Sin embargo la destrucción inesperada del sistema comunista acrecentó lo que ya era un problema y aceleró su solución. La euforia inicial porque se hubiera producido este hecho insólito sin disparar un tiro, no obstante que Europa y sus aliados habían dedicado ingentes esfuerzos y recursos de desestabilización e inteligencia, se convirtió más adelante en preocupación, primero que todo por adoptar a esos países lo más pronto posible, dotándoles de las infraestructuras políticas y económicas necesarias para evitar la posible huida de estos a algunos de los escenarios políticos sociales alternativos que se empezaban a conformar antes de la crisis y que actualmente son una realidad por lo menos electoral: la izquierda de la nostalgia y la derecha extrema. A pesar de las medidas adoptadas por Europa, la situación de la ampliación europea más reciente nada tiene que ver con aquella que aupó a España con un torrente de recursos que a los españoles les gustaba llamar el milagro español por las altas cotas de desarrollo que trajo la democracia. El milagro nada tiene que ver con los españoles, sino con una necesidad geopolítica de entonces que hoy día es imposible repetir.
Hoy ninguno de los elegidos al Parlamento europeo habla de las dos velocidades.
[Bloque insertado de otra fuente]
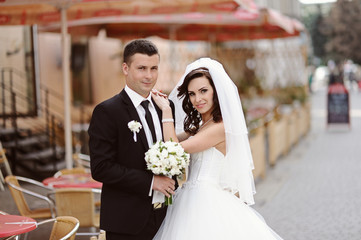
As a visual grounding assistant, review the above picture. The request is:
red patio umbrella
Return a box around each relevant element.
[0,0,304,168]
[38,7,304,41]
[0,0,248,169]
[0,0,245,25]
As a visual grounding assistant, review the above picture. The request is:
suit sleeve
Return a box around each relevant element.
[170,100,176,123]
[88,103,153,197]
[168,100,179,189]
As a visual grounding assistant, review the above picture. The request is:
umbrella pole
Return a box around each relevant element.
[60,6,73,169]
[169,26,177,88]
[209,33,217,58]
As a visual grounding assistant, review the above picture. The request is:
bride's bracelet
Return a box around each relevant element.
[162,118,174,123]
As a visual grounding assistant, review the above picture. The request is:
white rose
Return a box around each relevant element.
[168,155,177,166]
[160,157,168,167]
[170,168,178,176]
[153,141,161,149]
[163,141,173,147]
[175,147,185,156]
[160,149,169,158]
[153,167,161,175]
[167,146,177,154]
[148,149,158,158]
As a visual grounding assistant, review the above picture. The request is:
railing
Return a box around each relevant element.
[1,68,56,144]
[1,67,92,151]
[39,83,92,150]
[1,68,37,126]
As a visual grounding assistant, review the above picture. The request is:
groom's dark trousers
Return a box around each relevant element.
[106,209,166,240]
[88,90,174,240]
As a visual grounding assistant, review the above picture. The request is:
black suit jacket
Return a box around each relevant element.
[88,89,175,235]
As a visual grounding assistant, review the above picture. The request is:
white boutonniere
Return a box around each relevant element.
[128,120,142,142]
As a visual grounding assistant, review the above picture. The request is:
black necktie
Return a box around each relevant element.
[140,100,157,144]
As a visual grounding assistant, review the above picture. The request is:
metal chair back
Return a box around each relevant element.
[38,216,80,240]
[5,175,55,219]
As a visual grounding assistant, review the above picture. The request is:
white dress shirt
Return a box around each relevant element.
[124,86,162,198]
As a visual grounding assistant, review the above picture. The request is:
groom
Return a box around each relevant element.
[88,39,176,240]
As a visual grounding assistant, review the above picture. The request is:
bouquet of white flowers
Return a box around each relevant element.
[145,140,190,205]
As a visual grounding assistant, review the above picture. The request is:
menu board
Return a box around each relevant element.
[327,84,349,124]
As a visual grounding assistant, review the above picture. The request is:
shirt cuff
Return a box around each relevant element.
[149,175,154,196]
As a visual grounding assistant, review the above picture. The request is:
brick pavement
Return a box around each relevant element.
[254,87,361,240]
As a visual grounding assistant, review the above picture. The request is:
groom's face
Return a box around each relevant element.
[123,53,159,98]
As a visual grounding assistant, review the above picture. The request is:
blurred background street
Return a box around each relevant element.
[254,86,361,240]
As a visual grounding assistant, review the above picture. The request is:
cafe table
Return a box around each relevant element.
[0,215,37,238]
[42,173,102,189]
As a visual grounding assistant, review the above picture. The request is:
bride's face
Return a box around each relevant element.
[187,76,214,117]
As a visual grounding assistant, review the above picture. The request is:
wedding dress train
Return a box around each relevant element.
[153,147,283,240]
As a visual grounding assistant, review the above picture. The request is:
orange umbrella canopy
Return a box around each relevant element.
[0,0,242,25]
[39,7,304,41]
[0,0,303,41]
[105,8,305,41]
[0,0,263,169]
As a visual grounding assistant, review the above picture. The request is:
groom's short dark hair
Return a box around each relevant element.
[123,39,159,65]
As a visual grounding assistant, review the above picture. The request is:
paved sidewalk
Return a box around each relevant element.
[254,87,361,240]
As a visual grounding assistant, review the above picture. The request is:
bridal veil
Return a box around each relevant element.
[169,58,256,205]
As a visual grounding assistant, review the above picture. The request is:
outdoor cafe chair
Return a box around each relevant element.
[5,175,56,219]
[0,141,13,191]
[73,153,91,169]
[53,167,88,178]
[52,166,100,208]
[37,216,79,240]
[89,230,106,240]
[54,188,100,236]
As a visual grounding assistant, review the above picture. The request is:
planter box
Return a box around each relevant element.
[250,126,266,180]
[268,117,287,166]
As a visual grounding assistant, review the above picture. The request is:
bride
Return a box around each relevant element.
[151,58,282,239]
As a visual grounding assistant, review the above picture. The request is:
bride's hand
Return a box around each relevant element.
[151,89,171,111]
[152,89,168,98]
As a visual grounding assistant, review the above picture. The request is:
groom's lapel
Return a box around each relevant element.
[152,98,163,141]
[120,90,149,150]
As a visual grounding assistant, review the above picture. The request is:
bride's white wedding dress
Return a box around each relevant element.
[153,147,283,240]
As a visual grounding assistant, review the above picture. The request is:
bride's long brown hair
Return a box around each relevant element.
[177,67,222,135]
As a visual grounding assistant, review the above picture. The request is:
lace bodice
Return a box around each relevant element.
[186,147,225,185]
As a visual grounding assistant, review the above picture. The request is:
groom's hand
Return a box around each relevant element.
[153,175,175,197]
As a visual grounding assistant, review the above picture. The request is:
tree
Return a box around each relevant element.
[301,4,331,64]
[322,0,361,64]
[310,14,328,60]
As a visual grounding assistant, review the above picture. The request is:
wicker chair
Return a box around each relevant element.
[73,153,91,169]
[53,167,100,208]
[37,216,79,240]
[89,230,106,240]
[54,188,100,236]
[5,175,56,219]
[53,167,88,178]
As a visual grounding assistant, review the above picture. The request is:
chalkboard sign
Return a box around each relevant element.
[327,83,350,124]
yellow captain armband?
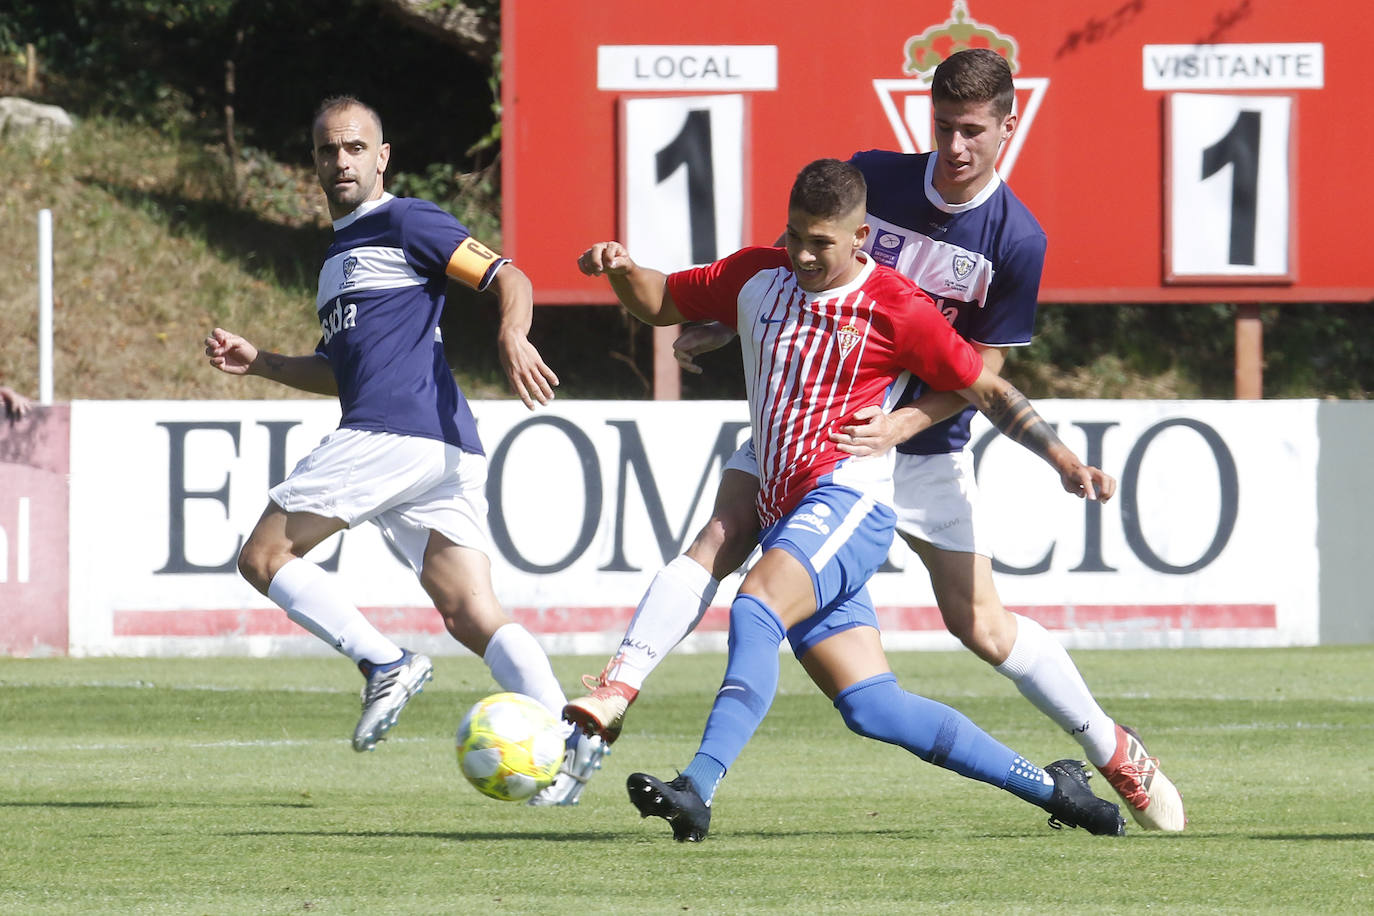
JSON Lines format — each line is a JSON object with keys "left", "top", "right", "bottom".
{"left": 446, "top": 237, "right": 505, "bottom": 289}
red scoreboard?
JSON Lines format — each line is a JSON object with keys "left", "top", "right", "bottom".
{"left": 502, "top": 0, "right": 1374, "bottom": 305}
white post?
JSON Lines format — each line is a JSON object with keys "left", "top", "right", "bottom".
{"left": 38, "top": 208, "right": 53, "bottom": 405}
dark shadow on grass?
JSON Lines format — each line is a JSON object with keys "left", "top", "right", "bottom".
{"left": 225, "top": 829, "right": 634, "bottom": 843}
{"left": 223, "top": 825, "right": 1035, "bottom": 842}
{"left": 0, "top": 800, "right": 153, "bottom": 809}
{"left": 0, "top": 800, "right": 315, "bottom": 809}
{"left": 82, "top": 178, "right": 329, "bottom": 294}
{"left": 1254, "top": 832, "right": 1374, "bottom": 841}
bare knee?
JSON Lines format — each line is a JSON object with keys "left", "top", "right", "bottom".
{"left": 911, "top": 541, "right": 1017, "bottom": 664}
{"left": 237, "top": 506, "right": 341, "bottom": 597}
{"left": 685, "top": 514, "right": 756, "bottom": 579}
{"left": 686, "top": 471, "right": 761, "bottom": 579}
{"left": 941, "top": 600, "right": 1017, "bottom": 665}
{"left": 237, "top": 537, "right": 278, "bottom": 596}
{"left": 419, "top": 543, "right": 509, "bottom": 655}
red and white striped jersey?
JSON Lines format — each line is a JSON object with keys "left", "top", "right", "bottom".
{"left": 667, "top": 246, "right": 981, "bottom": 525}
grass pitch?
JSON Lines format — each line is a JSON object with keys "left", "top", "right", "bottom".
{"left": 2, "top": 646, "right": 1370, "bottom": 914}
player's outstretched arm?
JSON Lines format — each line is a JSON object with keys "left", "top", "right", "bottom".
{"left": 490, "top": 264, "right": 559, "bottom": 409}
{"left": 204, "top": 327, "right": 338, "bottom": 396}
{"left": 577, "top": 241, "right": 685, "bottom": 326}
{"left": 959, "top": 368, "right": 1116, "bottom": 502}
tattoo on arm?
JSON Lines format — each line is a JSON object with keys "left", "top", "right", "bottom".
{"left": 982, "top": 385, "right": 1062, "bottom": 462}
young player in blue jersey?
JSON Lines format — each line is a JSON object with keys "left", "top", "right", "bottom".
{"left": 565, "top": 49, "right": 1185, "bottom": 830}
{"left": 205, "top": 96, "right": 603, "bottom": 805}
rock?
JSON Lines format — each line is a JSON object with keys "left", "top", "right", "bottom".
{"left": 0, "top": 97, "right": 75, "bottom": 150}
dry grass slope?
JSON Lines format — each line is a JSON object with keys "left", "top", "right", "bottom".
{"left": 1, "top": 117, "right": 332, "bottom": 402}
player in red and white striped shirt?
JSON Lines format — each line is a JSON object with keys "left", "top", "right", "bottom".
{"left": 577, "top": 158, "right": 1122, "bottom": 841}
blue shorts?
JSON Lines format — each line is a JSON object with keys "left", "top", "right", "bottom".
{"left": 759, "top": 485, "right": 897, "bottom": 658}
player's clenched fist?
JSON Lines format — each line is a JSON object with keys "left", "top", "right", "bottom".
{"left": 204, "top": 327, "right": 258, "bottom": 376}
{"left": 577, "top": 241, "right": 634, "bottom": 277}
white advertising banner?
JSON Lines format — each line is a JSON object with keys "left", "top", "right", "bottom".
{"left": 67, "top": 399, "right": 1318, "bottom": 656}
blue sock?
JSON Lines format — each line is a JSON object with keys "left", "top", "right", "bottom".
{"left": 692, "top": 594, "right": 787, "bottom": 798}
{"left": 833, "top": 673, "right": 1054, "bottom": 803}
{"left": 682, "top": 754, "right": 727, "bottom": 804}
{"left": 1004, "top": 755, "right": 1055, "bottom": 804}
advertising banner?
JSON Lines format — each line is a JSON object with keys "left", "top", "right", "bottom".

Aquella fue una idea consoladora para pobres y ricos, lo que de otro modo se llama discriminación positiva aplicada a grupos sociales, sexualidades, razas y culturas, se usó como experimento económico para la integración de dos mundos donde se temía el fantasma del comunismo europeo. La doble velocidad es un hecho sin paliativos, aunque ya no son dos modelos representados en el Norte y el Sur que aparentemente iban juntos a un destino. Hoy hay un solo modelo, y puede representarse por un tren tirado por Alemania, cada vagón va siendo arrastrado en un lugar dentro del convoy según su riqueza, y dentro de cada vagón va la gente a otra velocidad, más lenta, con la cerviz pegada al suelo para no caer.